Si el viajero da una vuelta en derredor de la iglesia de San Juan de Moraime hallará una pequeña puerta en la que se ve, en el tímpano, una escultura románica. Se trata de una mesa que recuerda a la Última Cena en la que se ve a Jesucristo al lado de un niño y de seis personajes que lo señalan con el dedo índice.

No menos impactante es la portada de la iglesia, que destaca por su rica ornamentación de profunda carga simbólica. Las mismas siete figuras, sin contar al niño, sentadas a la mesa las encontramos en primer plano en la portada.
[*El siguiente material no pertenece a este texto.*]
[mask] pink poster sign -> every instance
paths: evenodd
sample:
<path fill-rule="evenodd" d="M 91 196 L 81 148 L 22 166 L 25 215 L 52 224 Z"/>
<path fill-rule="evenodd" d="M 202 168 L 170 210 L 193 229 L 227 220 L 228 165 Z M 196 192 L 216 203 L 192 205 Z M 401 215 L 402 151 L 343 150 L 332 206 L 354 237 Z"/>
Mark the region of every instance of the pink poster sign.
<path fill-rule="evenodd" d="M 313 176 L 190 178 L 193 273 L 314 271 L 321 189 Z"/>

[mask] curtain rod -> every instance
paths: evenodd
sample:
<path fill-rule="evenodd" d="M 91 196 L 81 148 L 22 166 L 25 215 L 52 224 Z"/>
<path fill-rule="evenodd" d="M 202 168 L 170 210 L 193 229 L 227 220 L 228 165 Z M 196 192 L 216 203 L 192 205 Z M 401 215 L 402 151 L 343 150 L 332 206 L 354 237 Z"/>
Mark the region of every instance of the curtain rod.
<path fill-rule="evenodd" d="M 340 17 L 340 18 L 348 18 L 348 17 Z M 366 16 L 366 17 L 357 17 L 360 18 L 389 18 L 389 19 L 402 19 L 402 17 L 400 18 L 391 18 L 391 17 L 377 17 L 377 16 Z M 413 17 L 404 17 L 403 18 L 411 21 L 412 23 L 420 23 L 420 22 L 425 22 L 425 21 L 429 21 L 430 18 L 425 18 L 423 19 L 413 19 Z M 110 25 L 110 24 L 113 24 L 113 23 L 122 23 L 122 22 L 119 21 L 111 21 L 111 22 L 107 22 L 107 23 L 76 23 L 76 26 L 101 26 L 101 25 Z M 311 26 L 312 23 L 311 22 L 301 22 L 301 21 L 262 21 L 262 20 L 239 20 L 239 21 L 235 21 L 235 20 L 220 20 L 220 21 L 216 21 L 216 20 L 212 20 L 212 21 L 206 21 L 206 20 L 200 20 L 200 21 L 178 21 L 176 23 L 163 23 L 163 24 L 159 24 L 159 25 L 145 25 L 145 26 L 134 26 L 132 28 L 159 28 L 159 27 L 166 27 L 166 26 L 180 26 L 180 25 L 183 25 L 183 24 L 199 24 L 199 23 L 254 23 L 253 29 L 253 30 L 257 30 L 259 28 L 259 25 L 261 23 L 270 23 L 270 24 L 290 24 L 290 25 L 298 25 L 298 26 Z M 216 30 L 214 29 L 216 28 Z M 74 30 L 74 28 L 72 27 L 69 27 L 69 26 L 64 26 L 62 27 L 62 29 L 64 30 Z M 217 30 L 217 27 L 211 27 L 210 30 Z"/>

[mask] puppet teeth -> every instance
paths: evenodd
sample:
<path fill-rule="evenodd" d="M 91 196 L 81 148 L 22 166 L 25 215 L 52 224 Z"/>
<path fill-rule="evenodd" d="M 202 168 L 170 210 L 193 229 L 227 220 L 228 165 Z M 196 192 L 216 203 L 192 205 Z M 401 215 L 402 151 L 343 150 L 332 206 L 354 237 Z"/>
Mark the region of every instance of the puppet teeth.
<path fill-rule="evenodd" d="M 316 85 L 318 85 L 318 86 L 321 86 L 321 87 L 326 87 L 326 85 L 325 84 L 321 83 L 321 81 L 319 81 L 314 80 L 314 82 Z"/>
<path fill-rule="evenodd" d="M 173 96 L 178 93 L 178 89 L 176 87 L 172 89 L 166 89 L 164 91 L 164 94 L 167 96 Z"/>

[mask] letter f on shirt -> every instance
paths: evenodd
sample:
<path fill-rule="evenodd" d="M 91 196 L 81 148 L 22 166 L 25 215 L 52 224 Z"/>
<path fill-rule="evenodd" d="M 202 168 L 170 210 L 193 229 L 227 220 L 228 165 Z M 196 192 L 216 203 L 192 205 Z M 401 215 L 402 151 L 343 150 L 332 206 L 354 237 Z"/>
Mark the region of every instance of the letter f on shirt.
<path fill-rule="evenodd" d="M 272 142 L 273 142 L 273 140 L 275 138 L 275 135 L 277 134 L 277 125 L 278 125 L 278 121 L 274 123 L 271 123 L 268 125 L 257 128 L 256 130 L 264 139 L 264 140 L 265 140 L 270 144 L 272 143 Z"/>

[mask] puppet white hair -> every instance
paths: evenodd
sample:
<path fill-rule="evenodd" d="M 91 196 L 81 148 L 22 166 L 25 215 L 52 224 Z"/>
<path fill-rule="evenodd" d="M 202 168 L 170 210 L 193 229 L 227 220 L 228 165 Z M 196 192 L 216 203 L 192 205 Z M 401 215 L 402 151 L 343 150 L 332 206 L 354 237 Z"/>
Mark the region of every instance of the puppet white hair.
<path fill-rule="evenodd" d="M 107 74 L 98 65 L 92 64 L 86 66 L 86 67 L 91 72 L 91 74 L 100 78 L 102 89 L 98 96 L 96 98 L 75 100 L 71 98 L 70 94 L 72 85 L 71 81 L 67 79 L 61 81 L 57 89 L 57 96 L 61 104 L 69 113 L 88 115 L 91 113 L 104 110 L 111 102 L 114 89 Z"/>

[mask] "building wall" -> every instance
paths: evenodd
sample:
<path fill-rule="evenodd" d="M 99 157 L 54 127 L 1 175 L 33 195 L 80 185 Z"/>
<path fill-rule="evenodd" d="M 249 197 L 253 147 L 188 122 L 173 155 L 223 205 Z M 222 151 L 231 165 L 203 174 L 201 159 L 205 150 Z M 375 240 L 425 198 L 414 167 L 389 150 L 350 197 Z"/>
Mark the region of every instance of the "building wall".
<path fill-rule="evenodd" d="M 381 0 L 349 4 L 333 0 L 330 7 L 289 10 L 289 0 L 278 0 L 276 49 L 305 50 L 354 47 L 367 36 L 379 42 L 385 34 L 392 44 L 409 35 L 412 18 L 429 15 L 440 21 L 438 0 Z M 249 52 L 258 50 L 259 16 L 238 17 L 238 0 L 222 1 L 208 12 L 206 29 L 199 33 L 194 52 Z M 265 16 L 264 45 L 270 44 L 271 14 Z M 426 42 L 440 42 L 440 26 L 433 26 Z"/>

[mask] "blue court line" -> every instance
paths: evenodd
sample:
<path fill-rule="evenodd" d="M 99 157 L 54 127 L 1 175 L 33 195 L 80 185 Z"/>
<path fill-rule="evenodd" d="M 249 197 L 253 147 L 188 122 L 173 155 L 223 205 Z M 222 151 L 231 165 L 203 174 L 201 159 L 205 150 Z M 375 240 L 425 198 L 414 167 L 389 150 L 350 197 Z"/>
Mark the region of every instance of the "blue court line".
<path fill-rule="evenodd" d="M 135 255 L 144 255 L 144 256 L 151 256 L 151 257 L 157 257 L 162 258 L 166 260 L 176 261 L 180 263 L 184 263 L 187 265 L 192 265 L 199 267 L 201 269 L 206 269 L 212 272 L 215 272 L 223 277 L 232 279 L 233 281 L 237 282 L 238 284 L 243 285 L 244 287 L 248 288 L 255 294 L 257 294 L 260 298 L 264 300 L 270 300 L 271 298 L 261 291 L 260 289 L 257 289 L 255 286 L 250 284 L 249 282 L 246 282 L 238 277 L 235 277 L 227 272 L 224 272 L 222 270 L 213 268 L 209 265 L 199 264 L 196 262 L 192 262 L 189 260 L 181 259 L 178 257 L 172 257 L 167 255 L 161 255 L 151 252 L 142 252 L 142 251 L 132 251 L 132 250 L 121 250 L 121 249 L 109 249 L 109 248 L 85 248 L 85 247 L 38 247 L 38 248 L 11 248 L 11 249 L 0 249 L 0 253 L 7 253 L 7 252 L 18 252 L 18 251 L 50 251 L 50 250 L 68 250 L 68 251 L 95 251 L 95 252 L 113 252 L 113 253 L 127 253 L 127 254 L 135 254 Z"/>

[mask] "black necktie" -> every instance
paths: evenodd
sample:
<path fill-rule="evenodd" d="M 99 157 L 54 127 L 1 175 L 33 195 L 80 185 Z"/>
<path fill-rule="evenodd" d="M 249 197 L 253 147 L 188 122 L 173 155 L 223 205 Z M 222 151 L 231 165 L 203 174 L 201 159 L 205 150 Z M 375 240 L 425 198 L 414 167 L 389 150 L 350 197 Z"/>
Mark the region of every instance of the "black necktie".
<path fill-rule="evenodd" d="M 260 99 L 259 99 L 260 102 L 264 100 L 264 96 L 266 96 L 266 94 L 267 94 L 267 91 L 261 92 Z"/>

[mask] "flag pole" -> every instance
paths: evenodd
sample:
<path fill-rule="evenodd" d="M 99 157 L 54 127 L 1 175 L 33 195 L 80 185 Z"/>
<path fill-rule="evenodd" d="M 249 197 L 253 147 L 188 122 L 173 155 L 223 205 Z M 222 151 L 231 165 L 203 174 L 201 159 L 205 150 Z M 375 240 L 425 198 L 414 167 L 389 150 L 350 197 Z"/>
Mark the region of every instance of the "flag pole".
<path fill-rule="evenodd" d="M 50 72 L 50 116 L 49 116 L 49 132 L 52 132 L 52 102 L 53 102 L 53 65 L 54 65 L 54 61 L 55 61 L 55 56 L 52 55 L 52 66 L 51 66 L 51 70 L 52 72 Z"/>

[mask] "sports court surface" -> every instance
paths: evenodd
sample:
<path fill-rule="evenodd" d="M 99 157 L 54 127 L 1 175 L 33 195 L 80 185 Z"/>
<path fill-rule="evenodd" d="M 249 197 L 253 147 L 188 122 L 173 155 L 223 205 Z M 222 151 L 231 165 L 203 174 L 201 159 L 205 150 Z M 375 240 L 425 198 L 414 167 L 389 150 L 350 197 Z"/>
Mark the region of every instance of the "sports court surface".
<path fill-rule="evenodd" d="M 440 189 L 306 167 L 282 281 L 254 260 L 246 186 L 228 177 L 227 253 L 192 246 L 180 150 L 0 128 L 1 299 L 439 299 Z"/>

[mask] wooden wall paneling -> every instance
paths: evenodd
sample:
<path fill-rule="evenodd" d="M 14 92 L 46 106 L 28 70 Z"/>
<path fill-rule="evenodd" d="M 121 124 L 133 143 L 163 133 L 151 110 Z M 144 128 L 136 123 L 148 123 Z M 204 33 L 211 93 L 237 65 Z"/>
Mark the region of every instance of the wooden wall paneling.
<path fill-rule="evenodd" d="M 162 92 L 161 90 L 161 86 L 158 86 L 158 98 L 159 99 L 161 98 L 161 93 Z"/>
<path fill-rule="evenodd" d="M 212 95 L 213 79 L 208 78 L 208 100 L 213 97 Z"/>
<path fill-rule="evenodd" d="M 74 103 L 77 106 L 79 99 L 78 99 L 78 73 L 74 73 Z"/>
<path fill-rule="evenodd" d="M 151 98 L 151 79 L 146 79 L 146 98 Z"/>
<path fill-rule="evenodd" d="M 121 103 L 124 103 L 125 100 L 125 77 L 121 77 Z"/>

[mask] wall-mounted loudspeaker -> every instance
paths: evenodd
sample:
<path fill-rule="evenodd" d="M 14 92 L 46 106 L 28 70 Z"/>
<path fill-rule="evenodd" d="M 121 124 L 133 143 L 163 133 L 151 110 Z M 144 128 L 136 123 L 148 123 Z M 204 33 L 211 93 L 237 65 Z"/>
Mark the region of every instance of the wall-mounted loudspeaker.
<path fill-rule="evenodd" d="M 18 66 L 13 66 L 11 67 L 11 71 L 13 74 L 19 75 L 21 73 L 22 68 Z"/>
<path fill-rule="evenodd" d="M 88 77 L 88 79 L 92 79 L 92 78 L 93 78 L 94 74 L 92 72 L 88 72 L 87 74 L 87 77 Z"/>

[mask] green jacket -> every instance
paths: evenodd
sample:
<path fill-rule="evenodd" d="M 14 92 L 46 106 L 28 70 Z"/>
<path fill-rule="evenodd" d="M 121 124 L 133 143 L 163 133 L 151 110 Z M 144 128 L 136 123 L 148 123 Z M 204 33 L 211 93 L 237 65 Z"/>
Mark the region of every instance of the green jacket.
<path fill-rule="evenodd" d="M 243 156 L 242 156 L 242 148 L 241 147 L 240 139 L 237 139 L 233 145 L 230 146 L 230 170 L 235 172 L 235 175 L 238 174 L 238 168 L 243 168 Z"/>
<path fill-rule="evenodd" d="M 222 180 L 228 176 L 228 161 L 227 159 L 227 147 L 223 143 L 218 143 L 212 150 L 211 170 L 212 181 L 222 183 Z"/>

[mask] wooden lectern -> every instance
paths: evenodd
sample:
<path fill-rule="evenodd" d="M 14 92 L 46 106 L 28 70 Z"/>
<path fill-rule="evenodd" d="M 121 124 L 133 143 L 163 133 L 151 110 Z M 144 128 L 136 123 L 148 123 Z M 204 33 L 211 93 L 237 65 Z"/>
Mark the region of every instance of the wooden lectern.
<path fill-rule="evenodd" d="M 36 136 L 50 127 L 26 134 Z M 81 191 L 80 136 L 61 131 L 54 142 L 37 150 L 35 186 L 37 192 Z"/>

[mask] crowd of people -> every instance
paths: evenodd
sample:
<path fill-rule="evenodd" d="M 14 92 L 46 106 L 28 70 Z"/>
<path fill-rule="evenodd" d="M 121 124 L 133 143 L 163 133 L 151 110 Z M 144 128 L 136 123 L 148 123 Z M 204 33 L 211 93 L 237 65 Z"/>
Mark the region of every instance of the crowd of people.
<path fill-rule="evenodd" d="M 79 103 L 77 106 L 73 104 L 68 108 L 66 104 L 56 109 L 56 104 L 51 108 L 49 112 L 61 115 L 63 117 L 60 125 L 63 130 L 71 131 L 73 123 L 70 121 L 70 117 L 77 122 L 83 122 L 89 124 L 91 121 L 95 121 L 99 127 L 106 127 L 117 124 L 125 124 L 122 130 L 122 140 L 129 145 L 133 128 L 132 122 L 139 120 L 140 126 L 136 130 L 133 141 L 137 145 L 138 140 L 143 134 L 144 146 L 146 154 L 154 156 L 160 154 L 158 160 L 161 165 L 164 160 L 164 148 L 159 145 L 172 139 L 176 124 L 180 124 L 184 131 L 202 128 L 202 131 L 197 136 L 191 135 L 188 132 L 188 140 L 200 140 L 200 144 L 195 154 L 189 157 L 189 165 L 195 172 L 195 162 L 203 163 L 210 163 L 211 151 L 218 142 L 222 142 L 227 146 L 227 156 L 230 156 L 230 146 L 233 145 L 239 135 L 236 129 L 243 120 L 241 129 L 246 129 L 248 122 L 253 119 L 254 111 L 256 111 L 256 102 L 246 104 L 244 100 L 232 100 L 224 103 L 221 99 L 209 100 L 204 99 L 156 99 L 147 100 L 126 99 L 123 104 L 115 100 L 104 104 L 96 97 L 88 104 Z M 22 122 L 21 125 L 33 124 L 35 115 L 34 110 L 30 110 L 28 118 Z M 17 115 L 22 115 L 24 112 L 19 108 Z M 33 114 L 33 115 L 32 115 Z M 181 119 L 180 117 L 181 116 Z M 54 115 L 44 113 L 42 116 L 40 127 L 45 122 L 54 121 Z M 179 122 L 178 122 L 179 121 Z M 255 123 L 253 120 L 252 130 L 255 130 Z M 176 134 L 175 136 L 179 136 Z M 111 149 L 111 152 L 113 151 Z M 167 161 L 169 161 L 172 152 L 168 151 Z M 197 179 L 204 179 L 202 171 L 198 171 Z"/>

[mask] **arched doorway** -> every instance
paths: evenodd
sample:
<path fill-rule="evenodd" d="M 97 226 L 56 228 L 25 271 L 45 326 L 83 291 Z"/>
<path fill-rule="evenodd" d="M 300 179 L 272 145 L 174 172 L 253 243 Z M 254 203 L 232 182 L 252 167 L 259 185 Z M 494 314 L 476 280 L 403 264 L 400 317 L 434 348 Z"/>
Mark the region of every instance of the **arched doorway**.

Al viajero le sorprenderá ver a la izquierda de la entrada unas valiosas lápidas sepulcrales. Como las del cementerio de Noia, no hay una de ellas que contenga la profusión de símbolos gremiales que contiene una de las de Moraime. Otra muy hermosa es la que tiene grabada una espada que cruza verticalmente un corazón.

Los orígenes de San Julián son inciertos, aunque la historia demuestra que el lugar estuvo habitado al menos desde época romana, antes de ser un lugar de culto cristiano. En los trabajos de excavación apareció entonces parte de lo que pudo ser un complejo termal, cerámica y monedas.

La documentación resultante de la excavación en la necrópolis aportó una dotación de los siglos V al XI. Se trataba de una necrópolis pequeña, de 15 a 20 individuos, enterramientos humildes, pero entre los que aparecieron objetos litúrgicos que hacen pensar en la existencia de un templo altomedieval, quizás tardoantiguo.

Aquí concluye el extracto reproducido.